Kinetic Molecular Theory of Gases

Importance of Kinetic Molecular Theory of Gases

  • Understanding gas behavior such as:

    • Pressure

    • Volume

    • Temperature

    • Relationships among these properties

  • Example: Inflating a balloon - adding gas molecules increases pressure, causing expansion.

Historical Background

  • Proposed by Swiss mathematician Daniel Bernoulli.

  • Extended by scientists Maxwell and Boltzmann.

Important Postulates of the Kinetic Molecular Theory of Gases

1. Composition of Gases

  • Gases consist of tiny particles called molecules.

  • Types of molecular structures:

    • Monoatomic (e.g., Neon)

    • Diatomic (e.g., Oxygen, Nitrogen)

    • Polyatomic (e.g., Methane (CH₄), Butane (C₄H₁₀))

2. Identical Molecules

  • Molecules of the same gas are identical in every aspect:

    • Same mass

    • Same shape

    • Same size

  • Example: Hydrogen gas molecules are uniform in size, shape, and mass.

3. Volume of Gas vs.

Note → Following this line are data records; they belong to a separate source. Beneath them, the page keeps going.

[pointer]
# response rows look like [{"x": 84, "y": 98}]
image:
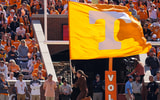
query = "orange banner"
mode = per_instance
[{"x": 110, "y": 85}]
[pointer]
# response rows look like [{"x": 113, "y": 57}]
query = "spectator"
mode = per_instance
[
  {"x": 139, "y": 69},
  {"x": 11, "y": 76},
  {"x": 153, "y": 89},
  {"x": 20, "y": 31},
  {"x": 22, "y": 12},
  {"x": 14, "y": 68},
  {"x": 34, "y": 4},
  {"x": 32, "y": 45},
  {"x": 31, "y": 63},
  {"x": 8, "y": 46},
  {"x": 53, "y": 11},
  {"x": 38, "y": 62},
  {"x": 148, "y": 21},
  {"x": 152, "y": 62},
  {"x": 20, "y": 87},
  {"x": 157, "y": 77},
  {"x": 153, "y": 13},
  {"x": 4, "y": 94},
  {"x": 39, "y": 69},
  {"x": 35, "y": 85},
  {"x": 16, "y": 42},
  {"x": 65, "y": 11},
  {"x": 128, "y": 89},
  {"x": 49, "y": 87},
  {"x": 13, "y": 25},
  {"x": 23, "y": 50},
  {"x": 3, "y": 69},
  {"x": 98, "y": 88},
  {"x": 40, "y": 77},
  {"x": 2, "y": 54},
  {"x": 15, "y": 2},
  {"x": 1, "y": 46},
  {"x": 60, "y": 83},
  {"x": 28, "y": 40},
  {"x": 2, "y": 10},
  {"x": 143, "y": 14},
  {"x": 132, "y": 10},
  {"x": 5, "y": 29},
  {"x": 29, "y": 30},
  {"x": 3, "y": 19},
  {"x": 35, "y": 51},
  {"x": 147, "y": 32},
  {"x": 154, "y": 37},
  {"x": 137, "y": 88},
  {"x": 65, "y": 90},
  {"x": 26, "y": 21},
  {"x": 11, "y": 16},
  {"x": 41, "y": 10},
  {"x": 59, "y": 7},
  {"x": 82, "y": 84},
  {"x": 12, "y": 54}
]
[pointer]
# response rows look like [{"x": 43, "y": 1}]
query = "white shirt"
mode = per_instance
[
  {"x": 20, "y": 31},
  {"x": 20, "y": 86},
  {"x": 11, "y": 79}
]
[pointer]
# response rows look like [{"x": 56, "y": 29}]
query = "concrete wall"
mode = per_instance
[{"x": 55, "y": 32}]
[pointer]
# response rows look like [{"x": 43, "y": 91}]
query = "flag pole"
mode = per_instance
[
  {"x": 71, "y": 69},
  {"x": 110, "y": 64}
]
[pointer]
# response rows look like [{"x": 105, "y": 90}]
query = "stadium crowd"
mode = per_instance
[{"x": 20, "y": 57}]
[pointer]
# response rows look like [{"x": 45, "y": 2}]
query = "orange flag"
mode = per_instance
[{"x": 103, "y": 31}]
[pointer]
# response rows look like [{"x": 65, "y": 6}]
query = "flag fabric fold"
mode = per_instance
[{"x": 103, "y": 31}]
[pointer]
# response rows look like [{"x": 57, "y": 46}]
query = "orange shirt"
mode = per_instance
[
  {"x": 43, "y": 72},
  {"x": 54, "y": 12},
  {"x": 156, "y": 30},
  {"x": 7, "y": 48},
  {"x": 36, "y": 3},
  {"x": 4, "y": 3},
  {"x": 36, "y": 65},
  {"x": 158, "y": 55},
  {"x": 18, "y": 2},
  {"x": 27, "y": 7},
  {"x": 10, "y": 19},
  {"x": 28, "y": 42},
  {"x": 156, "y": 3},
  {"x": 30, "y": 48},
  {"x": 3, "y": 43},
  {"x": 64, "y": 12},
  {"x": 143, "y": 15},
  {"x": 16, "y": 43},
  {"x": 65, "y": 2},
  {"x": 49, "y": 88},
  {"x": 159, "y": 14},
  {"x": 14, "y": 68}
]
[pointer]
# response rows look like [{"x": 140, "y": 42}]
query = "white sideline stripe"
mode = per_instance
[
  {"x": 44, "y": 49},
  {"x": 56, "y": 42},
  {"x": 62, "y": 42}
]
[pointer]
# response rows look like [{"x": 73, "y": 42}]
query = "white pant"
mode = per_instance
[{"x": 97, "y": 96}]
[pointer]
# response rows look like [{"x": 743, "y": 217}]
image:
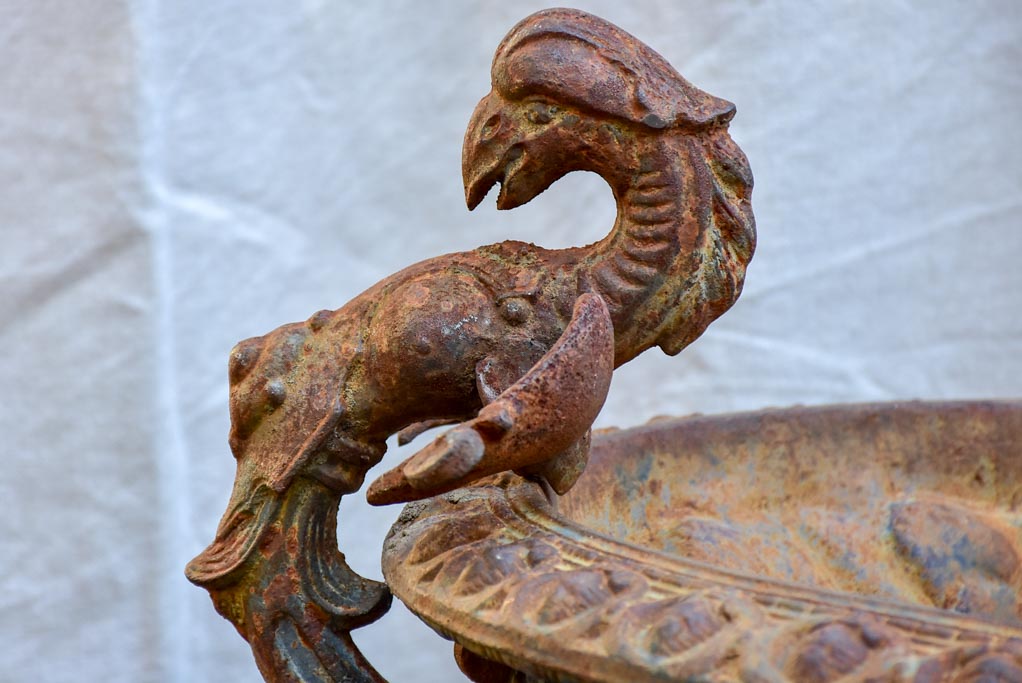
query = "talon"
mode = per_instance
[
  {"x": 450, "y": 457},
  {"x": 545, "y": 414}
]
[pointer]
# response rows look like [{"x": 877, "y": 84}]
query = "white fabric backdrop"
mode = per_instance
[{"x": 177, "y": 176}]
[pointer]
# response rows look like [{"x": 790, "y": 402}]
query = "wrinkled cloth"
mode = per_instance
[{"x": 178, "y": 176}]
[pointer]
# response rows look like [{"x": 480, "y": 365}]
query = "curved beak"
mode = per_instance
[{"x": 492, "y": 151}]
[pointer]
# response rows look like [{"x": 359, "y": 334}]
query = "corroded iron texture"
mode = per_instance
[
  {"x": 515, "y": 343},
  {"x": 852, "y": 544}
]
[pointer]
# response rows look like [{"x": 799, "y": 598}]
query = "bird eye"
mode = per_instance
[
  {"x": 491, "y": 126},
  {"x": 539, "y": 112}
]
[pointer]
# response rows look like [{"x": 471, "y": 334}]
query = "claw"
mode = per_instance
[{"x": 544, "y": 415}]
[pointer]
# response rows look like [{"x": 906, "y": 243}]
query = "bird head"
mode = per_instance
[{"x": 569, "y": 92}]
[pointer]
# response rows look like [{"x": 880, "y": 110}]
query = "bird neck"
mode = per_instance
[{"x": 656, "y": 226}]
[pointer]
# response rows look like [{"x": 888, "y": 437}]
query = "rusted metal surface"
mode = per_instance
[
  {"x": 846, "y": 543},
  {"x": 516, "y": 342}
]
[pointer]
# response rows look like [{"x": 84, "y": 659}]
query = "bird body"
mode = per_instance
[{"x": 514, "y": 342}]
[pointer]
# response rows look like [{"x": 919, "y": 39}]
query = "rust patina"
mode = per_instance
[
  {"x": 513, "y": 342},
  {"x": 807, "y": 545}
]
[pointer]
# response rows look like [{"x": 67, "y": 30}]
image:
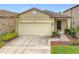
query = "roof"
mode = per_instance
[
  {"x": 50, "y": 13},
  {"x": 55, "y": 14},
  {"x": 5, "y": 13},
  {"x": 72, "y": 7}
]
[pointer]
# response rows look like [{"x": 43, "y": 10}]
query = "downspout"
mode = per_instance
[{"x": 71, "y": 18}]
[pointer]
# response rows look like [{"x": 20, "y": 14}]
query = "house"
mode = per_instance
[
  {"x": 41, "y": 22},
  {"x": 74, "y": 13},
  {"x": 7, "y": 21}
]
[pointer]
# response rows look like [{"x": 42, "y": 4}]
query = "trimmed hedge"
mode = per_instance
[
  {"x": 2, "y": 44},
  {"x": 55, "y": 34},
  {"x": 71, "y": 32}
]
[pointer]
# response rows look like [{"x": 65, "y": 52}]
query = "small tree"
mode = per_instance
[{"x": 77, "y": 31}]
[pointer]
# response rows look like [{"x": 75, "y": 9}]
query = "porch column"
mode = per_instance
[{"x": 52, "y": 24}]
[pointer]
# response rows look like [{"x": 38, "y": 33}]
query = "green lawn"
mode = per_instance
[{"x": 64, "y": 49}]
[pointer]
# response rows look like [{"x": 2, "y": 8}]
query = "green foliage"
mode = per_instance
[
  {"x": 55, "y": 34},
  {"x": 2, "y": 44},
  {"x": 67, "y": 31},
  {"x": 76, "y": 42},
  {"x": 7, "y": 37},
  {"x": 71, "y": 32},
  {"x": 60, "y": 49}
]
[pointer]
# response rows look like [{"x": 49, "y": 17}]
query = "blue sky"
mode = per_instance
[{"x": 23, "y": 7}]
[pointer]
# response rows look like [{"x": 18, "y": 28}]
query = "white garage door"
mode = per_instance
[{"x": 39, "y": 28}]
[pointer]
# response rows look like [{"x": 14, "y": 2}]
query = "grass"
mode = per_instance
[
  {"x": 2, "y": 44},
  {"x": 59, "y": 49}
]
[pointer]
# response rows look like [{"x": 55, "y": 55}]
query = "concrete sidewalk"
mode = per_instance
[{"x": 27, "y": 45}]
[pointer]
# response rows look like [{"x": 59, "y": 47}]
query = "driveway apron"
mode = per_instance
[{"x": 27, "y": 45}]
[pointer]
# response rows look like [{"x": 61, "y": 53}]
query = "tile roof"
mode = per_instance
[
  {"x": 50, "y": 13},
  {"x": 5, "y": 13}
]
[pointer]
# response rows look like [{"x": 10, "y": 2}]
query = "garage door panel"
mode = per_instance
[{"x": 35, "y": 28}]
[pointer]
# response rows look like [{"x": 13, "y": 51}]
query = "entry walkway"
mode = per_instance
[{"x": 27, "y": 45}]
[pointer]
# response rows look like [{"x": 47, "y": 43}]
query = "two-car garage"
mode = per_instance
[{"x": 34, "y": 28}]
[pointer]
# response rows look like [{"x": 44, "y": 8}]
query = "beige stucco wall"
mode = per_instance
[
  {"x": 7, "y": 25},
  {"x": 75, "y": 15},
  {"x": 28, "y": 16},
  {"x": 39, "y": 17},
  {"x": 63, "y": 23}
]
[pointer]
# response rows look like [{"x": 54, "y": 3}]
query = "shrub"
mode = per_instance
[
  {"x": 71, "y": 32},
  {"x": 67, "y": 31},
  {"x": 2, "y": 44},
  {"x": 55, "y": 34},
  {"x": 76, "y": 42}
]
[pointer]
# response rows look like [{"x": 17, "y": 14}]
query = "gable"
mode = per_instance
[{"x": 34, "y": 15}]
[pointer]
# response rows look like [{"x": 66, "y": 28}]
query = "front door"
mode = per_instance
[{"x": 59, "y": 25}]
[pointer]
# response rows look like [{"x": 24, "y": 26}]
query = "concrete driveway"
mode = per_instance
[{"x": 27, "y": 44}]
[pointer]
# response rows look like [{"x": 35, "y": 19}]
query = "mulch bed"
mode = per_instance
[
  {"x": 64, "y": 43},
  {"x": 71, "y": 38}
]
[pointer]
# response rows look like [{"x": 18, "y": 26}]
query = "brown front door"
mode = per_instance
[{"x": 59, "y": 25}]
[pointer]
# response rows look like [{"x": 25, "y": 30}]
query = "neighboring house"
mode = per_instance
[
  {"x": 41, "y": 22},
  {"x": 74, "y": 13},
  {"x": 7, "y": 21}
]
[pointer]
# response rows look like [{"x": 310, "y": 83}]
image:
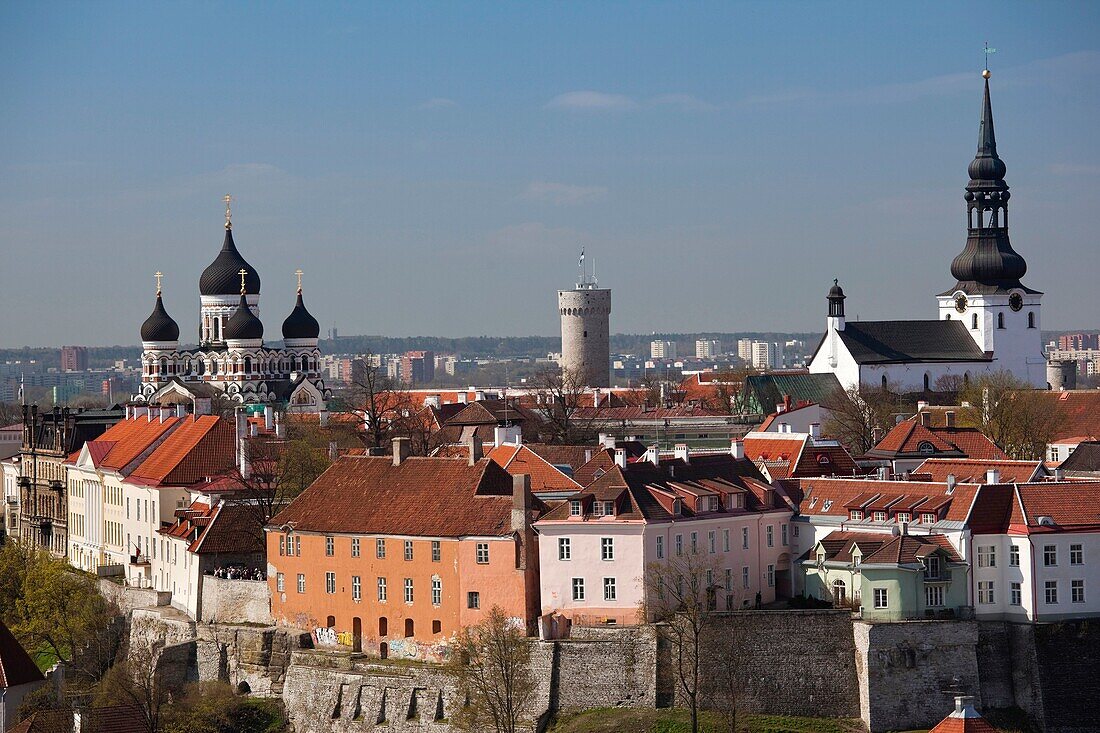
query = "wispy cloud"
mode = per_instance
[
  {"x": 559, "y": 194},
  {"x": 437, "y": 102},
  {"x": 591, "y": 100},
  {"x": 1044, "y": 70},
  {"x": 1074, "y": 170}
]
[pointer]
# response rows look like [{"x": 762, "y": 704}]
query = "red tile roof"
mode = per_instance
[
  {"x": 15, "y": 664},
  {"x": 974, "y": 471},
  {"x": 521, "y": 459},
  {"x": 200, "y": 447},
  {"x": 422, "y": 496}
]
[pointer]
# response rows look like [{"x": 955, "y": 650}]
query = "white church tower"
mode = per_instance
[{"x": 1000, "y": 313}]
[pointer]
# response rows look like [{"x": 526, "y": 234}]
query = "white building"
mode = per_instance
[
  {"x": 988, "y": 321},
  {"x": 662, "y": 350},
  {"x": 707, "y": 348}
]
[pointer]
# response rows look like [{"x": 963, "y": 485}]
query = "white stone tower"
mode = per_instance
[{"x": 585, "y": 329}]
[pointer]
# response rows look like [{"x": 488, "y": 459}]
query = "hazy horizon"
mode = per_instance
[{"x": 438, "y": 168}]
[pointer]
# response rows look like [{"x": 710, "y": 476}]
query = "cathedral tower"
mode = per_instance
[
  {"x": 1000, "y": 313},
  {"x": 585, "y": 330}
]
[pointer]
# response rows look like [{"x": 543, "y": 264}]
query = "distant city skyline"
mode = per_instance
[{"x": 436, "y": 170}]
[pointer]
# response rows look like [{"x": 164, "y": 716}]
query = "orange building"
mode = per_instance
[{"x": 394, "y": 555}]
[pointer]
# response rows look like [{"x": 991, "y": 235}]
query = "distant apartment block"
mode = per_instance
[
  {"x": 418, "y": 367},
  {"x": 1078, "y": 341},
  {"x": 662, "y": 350},
  {"x": 74, "y": 359},
  {"x": 707, "y": 348}
]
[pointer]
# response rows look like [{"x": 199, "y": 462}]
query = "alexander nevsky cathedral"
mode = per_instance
[{"x": 231, "y": 360}]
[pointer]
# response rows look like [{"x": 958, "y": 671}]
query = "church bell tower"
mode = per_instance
[{"x": 1000, "y": 313}]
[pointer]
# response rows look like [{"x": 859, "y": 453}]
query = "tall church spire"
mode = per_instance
[{"x": 988, "y": 263}]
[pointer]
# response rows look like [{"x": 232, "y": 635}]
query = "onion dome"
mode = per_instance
[
  {"x": 300, "y": 324},
  {"x": 243, "y": 325},
  {"x": 222, "y": 276},
  {"x": 160, "y": 326}
]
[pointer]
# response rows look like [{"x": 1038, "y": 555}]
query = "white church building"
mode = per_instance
[{"x": 988, "y": 321}]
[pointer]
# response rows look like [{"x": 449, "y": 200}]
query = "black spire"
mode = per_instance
[
  {"x": 300, "y": 324},
  {"x": 243, "y": 324},
  {"x": 222, "y": 275},
  {"x": 160, "y": 326},
  {"x": 988, "y": 263}
]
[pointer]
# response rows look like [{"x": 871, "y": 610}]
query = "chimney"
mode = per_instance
[
  {"x": 242, "y": 444},
  {"x": 620, "y": 457},
  {"x": 520, "y": 501},
  {"x": 475, "y": 449},
  {"x": 400, "y": 450}
]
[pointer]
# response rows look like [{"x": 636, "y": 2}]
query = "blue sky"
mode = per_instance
[{"x": 436, "y": 167}]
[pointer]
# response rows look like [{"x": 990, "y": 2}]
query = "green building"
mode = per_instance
[{"x": 890, "y": 577}]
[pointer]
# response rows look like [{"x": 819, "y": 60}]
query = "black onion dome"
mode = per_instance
[
  {"x": 299, "y": 324},
  {"x": 243, "y": 324},
  {"x": 223, "y": 275},
  {"x": 160, "y": 326}
]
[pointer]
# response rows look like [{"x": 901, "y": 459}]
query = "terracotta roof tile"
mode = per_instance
[{"x": 422, "y": 496}]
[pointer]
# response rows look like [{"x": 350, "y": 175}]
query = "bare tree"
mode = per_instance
[
  {"x": 1021, "y": 420},
  {"x": 381, "y": 402},
  {"x": 859, "y": 416},
  {"x": 492, "y": 668},
  {"x": 560, "y": 394},
  {"x": 682, "y": 592}
]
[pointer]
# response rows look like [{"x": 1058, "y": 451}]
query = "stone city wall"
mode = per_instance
[{"x": 235, "y": 601}]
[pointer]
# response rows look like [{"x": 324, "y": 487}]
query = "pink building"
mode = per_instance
[{"x": 596, "y": 548}]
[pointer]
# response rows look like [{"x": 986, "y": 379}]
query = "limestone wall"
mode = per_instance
[
  {"x": 911, "y": 670},
  {"x": 234, "y": 601}
]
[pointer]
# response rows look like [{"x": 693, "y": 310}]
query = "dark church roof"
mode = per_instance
[
  {"x": 300, "y": 324},
  {"x": 222, "y": 276},
  {"x": 243, "y": 324},
  {"x": 903, "y": 341},
  {"x": 160, "y": 326}
]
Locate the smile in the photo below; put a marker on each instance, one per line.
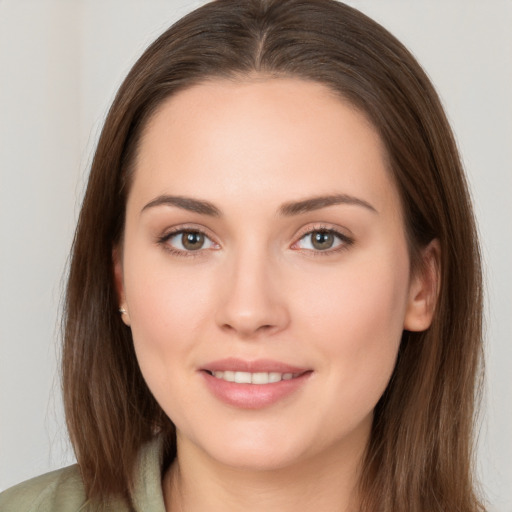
(253, 378)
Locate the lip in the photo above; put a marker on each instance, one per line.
(258, 365)
(253, 396)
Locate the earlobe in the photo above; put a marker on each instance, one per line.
(119, 284)
(424, 289)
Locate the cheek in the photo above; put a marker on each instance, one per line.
(357, 317)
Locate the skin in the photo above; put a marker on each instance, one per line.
(258, 288)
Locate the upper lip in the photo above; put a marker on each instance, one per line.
(258, 365)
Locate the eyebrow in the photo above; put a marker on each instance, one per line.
(186, 203)
(287, 209)
(316, 203)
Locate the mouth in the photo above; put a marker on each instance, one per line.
(254, 384)
(258, 378)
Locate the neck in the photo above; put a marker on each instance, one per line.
(326, 482)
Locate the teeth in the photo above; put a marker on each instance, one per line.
(254, 378)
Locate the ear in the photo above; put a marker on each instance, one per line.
(117, 263)
(424, 289)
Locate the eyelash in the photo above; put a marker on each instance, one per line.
(345, 241)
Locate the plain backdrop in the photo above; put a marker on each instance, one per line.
(61, 62)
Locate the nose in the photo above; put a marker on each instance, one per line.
(252, 298)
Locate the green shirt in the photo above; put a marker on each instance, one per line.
(63, 490)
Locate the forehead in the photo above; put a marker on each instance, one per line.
(271, 138)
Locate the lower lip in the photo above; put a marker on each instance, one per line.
(253, 396)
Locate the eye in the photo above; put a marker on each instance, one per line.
(324, 240)
(187, 241)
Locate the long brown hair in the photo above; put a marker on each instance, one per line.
(419, 456)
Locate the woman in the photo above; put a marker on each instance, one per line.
(274, 299)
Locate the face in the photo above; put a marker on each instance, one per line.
(265, 271)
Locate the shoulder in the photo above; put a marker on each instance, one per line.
(58, 491)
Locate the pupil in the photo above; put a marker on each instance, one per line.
(192, 241)
(323, 240)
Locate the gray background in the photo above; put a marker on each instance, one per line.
(60, 64)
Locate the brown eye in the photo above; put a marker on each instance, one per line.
(187, 241)
(192, 240)
(322, 240)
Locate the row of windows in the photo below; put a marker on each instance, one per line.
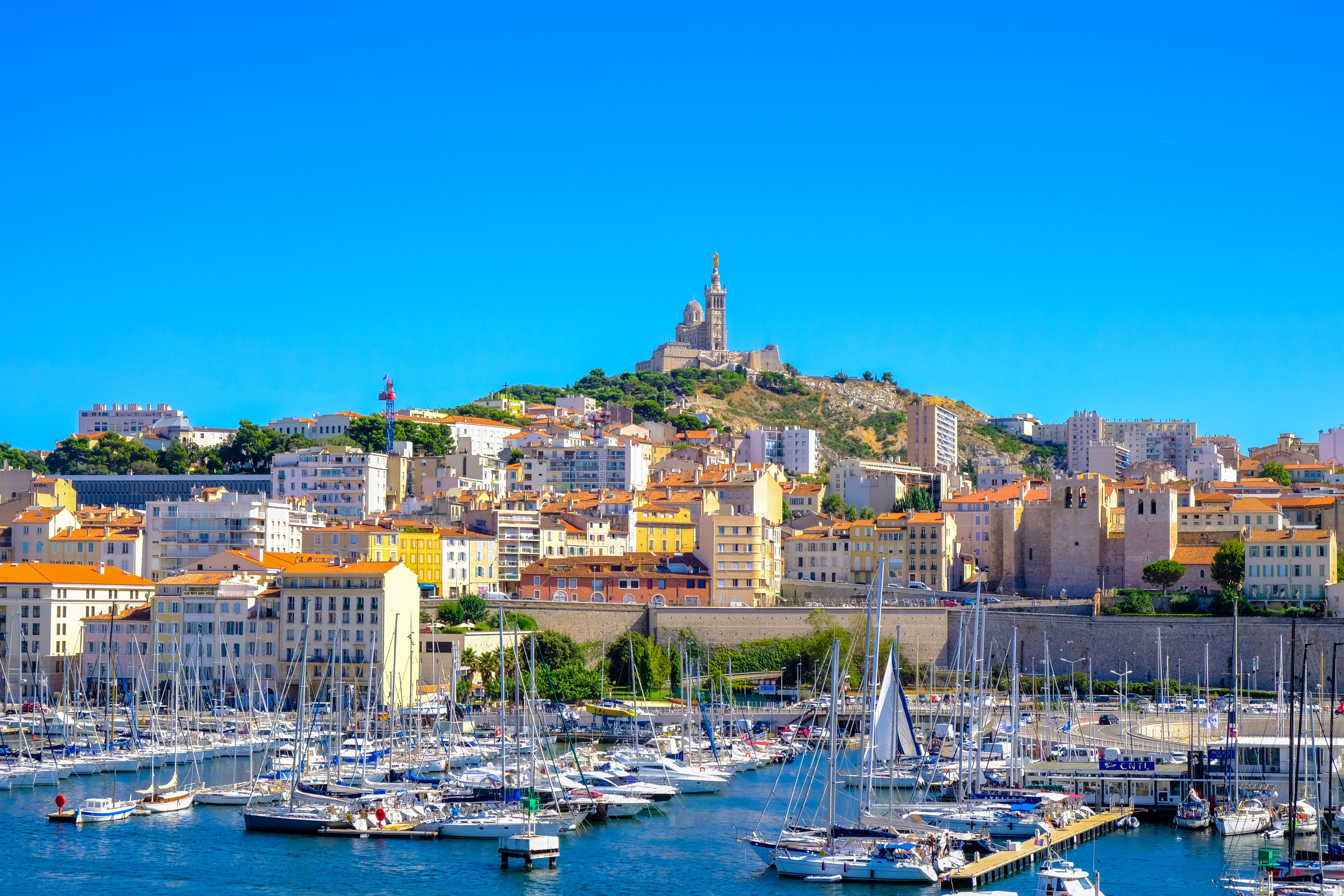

Volume of Container

  • Volume occupied by gas molecules is negligible compared to the volume of the container.

  • Example: Hydrogen gas occupies a minuscule volume, with significant empty space between molecules.

4. Intermolecular Forces

  • Negligible intermolecular forces among gas molecules in ideal conditions.

  • Example: In a gas container, molecules are assumed far apart without attractive or repulsive forces; this does not hold for real gases.

5. Random Motion of Molecules

  • Gas molecules move randomly in straight lines until they collide with each other or the container walls.

  • Example: A molecule bounces off the container wall, changing direction upon collision.

6. Type of Collisions

  • Gas molecules undergo elastic collisions—no kinetic energy is lost or gained during collisions.

  • Example: A molecule colliding with a wall retains its kinetic energy post-collision.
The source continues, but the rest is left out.